On Tuesday, Japan will begin fingerprinting and photographing non-Japanese
travelers as they pass through immigration at air and sea ports. The government
says the controls are a necessary security measure aimed at preventing a
terrorist attack in Japan.

The new system is modeled on the U.S. program instituted in 2003 that requires
most travelers coming to the United States to provide fingerprints and facial
photos when they apply for visas. But the Japanese system goes further by
requiring foreign residents — in addition to visitors — to be photographed and
fingerprinted.

There are exceptions: diplomats, children younger than 16, U.S. military
personnel serving in Japan, and long-term residents of Korean and Chinese
descent whose presence in the country largely is owed to Imperial Japan’s
overseas conquests. But all other foreigners will be scanned each time upon
entry.

Critics say the data collection is a dubious terrorism-fighting measure, instead
reflecting the government’s desire for closer surveillance of foreigners.

“The Japanese government has a long history of not wanting long-term foreign
residents, and they really feel they need more control over foreigners,” said
Sonoko Kawakami, of the Japanese chapter of Amnesty International. “The
government just wants to gather as much information as possible on people.”



The only terrorist spectaculars in Japanese history have come from homegrown
groups: Japanese Red Army radical leftists in the 1970s and ’80s, and the Aum
Shinrikyo religious fringe, which carried out the sarin-gas attacks on the Tokyo
subway in 1995.

But officials say Tokyo’s support for the U.S.-led wars in Iraq and Afghanistan
makes Japan a target, and taking so-called “biometric data” such as fingerprints
and digital facial photos is the only way to nab terrorists traveling on fake
passports.

At least that has been the contention of Japan’s justice minister. He even
offered a bizarre personal anecdote to explain how easy it was for non-Japanese
to sneak into the country. “A friend of my friend is a member of al-Qaida,”
Kunio Hatoyama told foreign reporters in Tokyo, saying that the man had entered
Japan numerous times using fake passports and disguises.

Hatoyama later backtracked slightly on his story, distancing himself from his
connection to al-Qaida and raising suspicions that he had embellished his
anecdote to press the case for fingerprinting foreigners. But the justice
minister has long been among those senior public officials who believe Japan is
too open to overseas workers. When he became justice minister in August,
Hatoyama made clear he had no intention of proceeding with earlier plans to open
the doors to more unskilled workers.




That, he warned, could lead to an increase in crime.

Statistics, however, show that crimes committed by foreign visitors are falling.
And despite alarm about particularly sensational crimes that attract media
attention, Japan’s overall crime rate is declining or flat.
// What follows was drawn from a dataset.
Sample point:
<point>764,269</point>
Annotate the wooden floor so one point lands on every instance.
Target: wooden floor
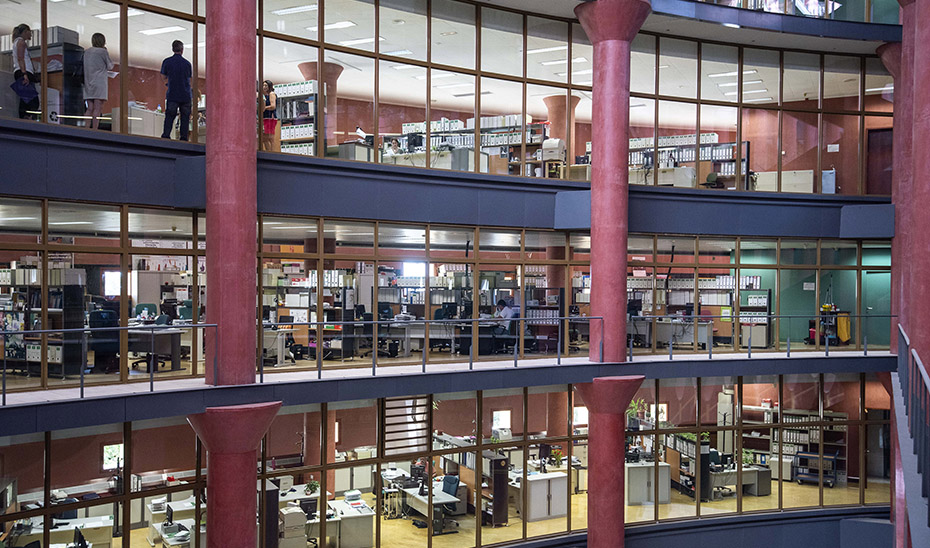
<point>401,533</point>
That hasn’t stopped some senior Japanese politicians from stoking anti-immigrant
fires by claiming that foreigners living in Japan are committing a higher
proportion of crimes, sending bureaucrats in search of ways to weed out the
“good” foreigners, presumably those with money to invest, from “bad” ones, such
as the Chinese pickpocket gangs that get so much media attention here.

The new immigration system appears to be one answer. Fingerprinting is actually
a resumption of a system that was abandoned in 2000 after strong protests by
long-term Korean, Chinese and Taiwanese residents who resented being
fingerprinted in their own country. A jittery, post-Sept. 11 America provided
the initiative for the Japanese to revive it.

The law instituting the new regime passed Parliament last year with little
outcry. The Federation of Japanese Bar Associations was a lonely critical voice,
complaining that fingerprinting people who had been granted residency was an
infringement on civil liberties. But the government avoided a repeat showdown
with the Koreans and Chinese by exempting them from the new requirements.

The fingerprinting issue underscores the Japanese dilemma in dealing with
foreigners. In this age of increased global mobility, the threat of terrorism,
while remote, is plausible.




But the Japanese government needs more foreigners. Japan has low unemployment by
global standards and faces a demographic crunch as its population ages and work
force shrinks.

And Japan still is searching for ways to address its tourist deficit at a time
when well-heeled travelers have a widening array of Asian destination choices.